El potencial literario de la cotidianeidad no deja de ser asombroso. Para cuando uno se da cuenta de que los días que se le rompieron a Tomás Sepúlveda no son los de su prejubilación, los de la crisis, los del declive de su relación con su mujer o su distanciamiento con sus hijos, para cuando aparecen en su plenitud los hechos que previamente ha dosificado el autor con sabiduría y que, a decir verdad, tampoco es que sean extraordinarios, uno ya está tan absolutamente sumergido en la vida normal y corriente de un personaje al que le pasan cosas no especialmente diferentes de las que le suceden a cualquier conocido, familiar o a uno mismo, que en verdad el brillante desenlace, verdaderamente magnífico, podría haber sido cualquier otro y lo habría disfrutado igual. Eso es escribir, si me lo permiten, contar cosas, emocionar al lector, interesarle por las que apenas esboza, que se identifique con los personajes, sin necesidad de recurrir a tramas intrincadas, personajes estrafalarios ni hallazgos históricos tan desconocidos y sorprendentes como irrelevantes.
Hace mucho tiempo que no paso por Barcelona, pero la ciudad que aparece en las páginas de Los días rotos, con sus miserias y sus problemas, le reconcilia a uno con sus recuerdos. Está muy bien que alguien la muestre como una ciudad en la que se vive y no como ese extraño hervidero que muestran las noticias en el que aparentemente solo hay sitio para la política.
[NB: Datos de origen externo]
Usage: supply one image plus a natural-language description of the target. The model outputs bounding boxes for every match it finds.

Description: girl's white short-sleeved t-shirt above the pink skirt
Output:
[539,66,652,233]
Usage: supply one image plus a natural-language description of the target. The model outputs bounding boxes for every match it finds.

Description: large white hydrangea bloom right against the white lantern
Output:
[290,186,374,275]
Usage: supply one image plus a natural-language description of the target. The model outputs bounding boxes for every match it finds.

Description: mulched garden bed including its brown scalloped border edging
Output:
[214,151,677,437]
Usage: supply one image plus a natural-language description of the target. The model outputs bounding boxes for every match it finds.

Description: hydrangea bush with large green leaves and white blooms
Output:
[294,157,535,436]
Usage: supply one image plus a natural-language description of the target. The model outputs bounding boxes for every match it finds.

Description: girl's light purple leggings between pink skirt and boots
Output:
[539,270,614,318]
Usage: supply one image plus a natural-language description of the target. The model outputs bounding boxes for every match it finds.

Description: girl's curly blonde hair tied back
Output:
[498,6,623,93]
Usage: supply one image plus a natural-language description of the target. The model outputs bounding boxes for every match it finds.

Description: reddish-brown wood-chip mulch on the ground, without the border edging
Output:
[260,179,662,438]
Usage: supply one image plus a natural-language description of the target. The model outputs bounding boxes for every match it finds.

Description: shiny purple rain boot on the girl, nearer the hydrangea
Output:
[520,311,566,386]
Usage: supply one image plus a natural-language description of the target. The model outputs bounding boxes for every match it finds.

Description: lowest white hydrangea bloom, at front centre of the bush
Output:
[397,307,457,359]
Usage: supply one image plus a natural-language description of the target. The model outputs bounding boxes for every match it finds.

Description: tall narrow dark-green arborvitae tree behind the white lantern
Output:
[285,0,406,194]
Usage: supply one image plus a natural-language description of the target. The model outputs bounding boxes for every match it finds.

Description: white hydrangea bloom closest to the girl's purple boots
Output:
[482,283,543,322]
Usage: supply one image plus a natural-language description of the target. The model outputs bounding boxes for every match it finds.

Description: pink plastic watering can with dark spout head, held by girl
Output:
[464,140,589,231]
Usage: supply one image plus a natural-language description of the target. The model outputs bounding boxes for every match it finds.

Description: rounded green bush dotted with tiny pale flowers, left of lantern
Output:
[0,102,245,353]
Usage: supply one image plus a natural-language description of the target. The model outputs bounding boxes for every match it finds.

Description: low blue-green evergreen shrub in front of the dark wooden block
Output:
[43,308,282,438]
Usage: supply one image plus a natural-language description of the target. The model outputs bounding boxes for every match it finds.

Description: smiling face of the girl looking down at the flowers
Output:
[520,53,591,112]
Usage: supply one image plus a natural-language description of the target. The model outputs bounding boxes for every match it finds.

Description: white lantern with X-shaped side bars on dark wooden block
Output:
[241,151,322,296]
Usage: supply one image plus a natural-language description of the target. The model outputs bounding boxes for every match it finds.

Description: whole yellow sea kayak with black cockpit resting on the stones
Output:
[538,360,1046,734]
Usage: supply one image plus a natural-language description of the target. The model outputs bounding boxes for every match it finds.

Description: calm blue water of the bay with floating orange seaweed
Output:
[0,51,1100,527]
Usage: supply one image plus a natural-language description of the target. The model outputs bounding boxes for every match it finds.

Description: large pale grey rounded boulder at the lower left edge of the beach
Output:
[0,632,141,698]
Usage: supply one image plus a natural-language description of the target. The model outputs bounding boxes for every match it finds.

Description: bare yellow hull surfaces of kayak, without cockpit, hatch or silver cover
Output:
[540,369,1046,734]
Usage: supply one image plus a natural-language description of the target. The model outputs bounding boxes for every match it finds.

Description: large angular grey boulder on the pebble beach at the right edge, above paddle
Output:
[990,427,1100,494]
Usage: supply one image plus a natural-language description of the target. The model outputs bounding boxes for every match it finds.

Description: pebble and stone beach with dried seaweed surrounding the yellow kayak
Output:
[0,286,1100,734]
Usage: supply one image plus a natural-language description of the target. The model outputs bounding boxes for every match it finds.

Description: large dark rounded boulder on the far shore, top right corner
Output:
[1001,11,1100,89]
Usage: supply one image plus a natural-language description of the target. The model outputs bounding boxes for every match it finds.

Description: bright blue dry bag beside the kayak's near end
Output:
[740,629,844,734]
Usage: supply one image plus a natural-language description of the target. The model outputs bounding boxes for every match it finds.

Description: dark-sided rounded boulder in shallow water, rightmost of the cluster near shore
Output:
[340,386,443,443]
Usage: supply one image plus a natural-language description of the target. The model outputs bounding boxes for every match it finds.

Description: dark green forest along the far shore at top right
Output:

Junto con la vida del protagonista, Tomás Sepúlveda, Gregorio Casamayor nos muestra muchas otras, la de personajes tan sólidamente construidos que uno se extraña de no saludarles por la calle. No sé si esto es fácil de explicar, pero uno no tiene cuando los lee la sensación de “encantado de conocerte”, sino la de “hace tiempo que no te veía”. Por nuevos y originales que sean, uno tiene la sensación de que ya estaban vivos antes de que la tinta corriera por sus líneas, como indudablemente lo están después.
Pero supongo que estarán deseando que les cuente de qué va, pero no creo que les aporte gran cosa que sepan que Tomás es un ingeniero prejubilado que ocasionalmente hace chapuzas para un conocido con la ayuda de Mamadou, inmigrante ilegal, que tiene a su padre ingresado en una residencia, que su mujer vive en su pueblo para cuidar de sus propios progenitores, una separación de facto sin firmas ni palabras que den testimonio de la distancia que los separa, menor en kilómetros, pero sólo en eso, de la que le aleja de sus hijos, que ve los partidos de fútbol en un bar regentado por chinos, en fin, que podría ser su vecino de al lado. Lo central no es solo su vida, sino que la viva paralelamente a sus traumas, que en lugar de superarlos los haya obviado y haya conseguido poner en pie una familia, un trabajo, una rutina, pero no necesariamente una vida completa.
Todos los personajes tienen entidad propia, están lo suficientemente bien construidos como para que su granito de arena sea indispensable en la historia porque todo lo que le ocurre a Tomás es Tomás. Pero no es frecuente encontrarse a tantos personajes tan contundentes y bien construidos como los que habitan Los días rotos, de Merche a Estrella, de Paquito Meyer a Mamadou, de Cristina a Julia Villalba. Todos ellos merecen el recuerdo emocionado que consiguen quienes forman parte de la vida de uno.